So here are a few tips that will make your class time more productive and enjoyable.
1. Keep track of your reference surfaces
To do good work you need to have a square face and edge. When you’ve decided what those surfaces are, put a mark on them. Some people use a triangle. Some use a series of lines. Some people use labels. You can use whatever you want (draw smiley faces if it makes you happy) as long as it helps you keep track of your reference surfaces. Michael Fortune recently recommended using a method he discovered in Fine Woodworking in 1977. You can look at it here.
2. Label Parts
I know it’s obvious, but have you ever heard the one about the doctor who amputated the wrong leg because of a lack of labels? When you’re working at home you may only have four legs to deal with but when you’re in a class of 16 people there would be 64 legs floating around. Labeling parts is a good habit to get into and will ensure that parts you picked go home with you.
3. Double check the set up against your layout
The machine setup in a class is done by a member of the staff. If you’re the first person in line, chances are good that your piece will be perfect. But if you’re the eighth person in line and the fourth person moved something or banged things around, the original setup may not be the same. If you have laid out your parts, it’s easy to double check a setup before you ruin your project. Even better the rest of the class will thank you. But what if the setup doesn’t match your layout lines? Get the attention of the instructor or staff and have them check things.
4. Develop a methodology and stick with it.
Unless, of course, the instructor is using a different one.

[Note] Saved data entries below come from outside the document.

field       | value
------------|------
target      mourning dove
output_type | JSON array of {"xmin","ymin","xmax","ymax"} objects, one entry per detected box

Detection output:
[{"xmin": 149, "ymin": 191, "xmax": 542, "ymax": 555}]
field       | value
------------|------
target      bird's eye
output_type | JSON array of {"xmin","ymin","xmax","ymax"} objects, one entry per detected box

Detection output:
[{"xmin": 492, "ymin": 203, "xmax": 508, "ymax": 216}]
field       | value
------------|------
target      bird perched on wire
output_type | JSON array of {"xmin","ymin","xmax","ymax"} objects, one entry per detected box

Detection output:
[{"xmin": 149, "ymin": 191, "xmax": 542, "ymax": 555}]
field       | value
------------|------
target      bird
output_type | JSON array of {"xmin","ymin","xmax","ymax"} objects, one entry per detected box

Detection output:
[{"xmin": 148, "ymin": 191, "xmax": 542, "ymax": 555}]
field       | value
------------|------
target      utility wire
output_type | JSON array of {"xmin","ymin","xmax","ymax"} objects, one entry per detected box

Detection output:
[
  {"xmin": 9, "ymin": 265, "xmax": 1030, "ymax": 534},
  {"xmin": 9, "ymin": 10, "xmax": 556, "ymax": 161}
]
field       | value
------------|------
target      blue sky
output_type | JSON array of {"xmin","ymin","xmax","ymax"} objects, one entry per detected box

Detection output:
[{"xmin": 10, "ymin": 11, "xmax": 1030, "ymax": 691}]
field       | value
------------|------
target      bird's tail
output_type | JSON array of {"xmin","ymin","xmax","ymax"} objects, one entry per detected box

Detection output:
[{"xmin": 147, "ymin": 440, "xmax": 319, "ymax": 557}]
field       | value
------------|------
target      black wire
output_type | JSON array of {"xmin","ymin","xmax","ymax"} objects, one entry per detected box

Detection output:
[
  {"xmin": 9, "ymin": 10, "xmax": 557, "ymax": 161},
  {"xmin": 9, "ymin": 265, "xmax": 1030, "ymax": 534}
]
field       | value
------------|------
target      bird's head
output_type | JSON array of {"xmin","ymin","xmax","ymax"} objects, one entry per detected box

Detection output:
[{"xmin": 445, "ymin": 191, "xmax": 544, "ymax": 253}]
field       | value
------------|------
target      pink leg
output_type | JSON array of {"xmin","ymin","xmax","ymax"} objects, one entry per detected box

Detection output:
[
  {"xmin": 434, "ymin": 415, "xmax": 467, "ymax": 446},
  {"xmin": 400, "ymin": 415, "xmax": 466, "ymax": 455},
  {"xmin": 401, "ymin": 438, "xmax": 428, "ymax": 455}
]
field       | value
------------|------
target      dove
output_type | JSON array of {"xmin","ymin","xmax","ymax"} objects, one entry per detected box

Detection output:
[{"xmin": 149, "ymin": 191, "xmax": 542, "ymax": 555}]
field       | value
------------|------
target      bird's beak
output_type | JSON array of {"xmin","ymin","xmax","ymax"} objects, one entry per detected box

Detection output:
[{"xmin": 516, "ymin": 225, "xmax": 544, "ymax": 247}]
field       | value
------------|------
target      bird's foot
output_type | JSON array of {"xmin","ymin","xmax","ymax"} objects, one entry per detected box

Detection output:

Seriously, it is really good practice to develop a way to mark parts that is easy for you to remember and eliminates confusion. If you are consistent you can come back to an unfinished project later and still know what is going on. But when you are in class the instructor may specify a particular way of marking parts because it allows them to, at a glance, keep everyone on track.
The best part about marking, labeling, and laying out is that it eliminates confusion. If all your parts are in order you don’t have to second guess yourself while you’re trying to imagine how the pieces should fit. You’ll spend less time reworking parts and experience less frustration. And when you’re in class that means more time to hit the ice cream machine.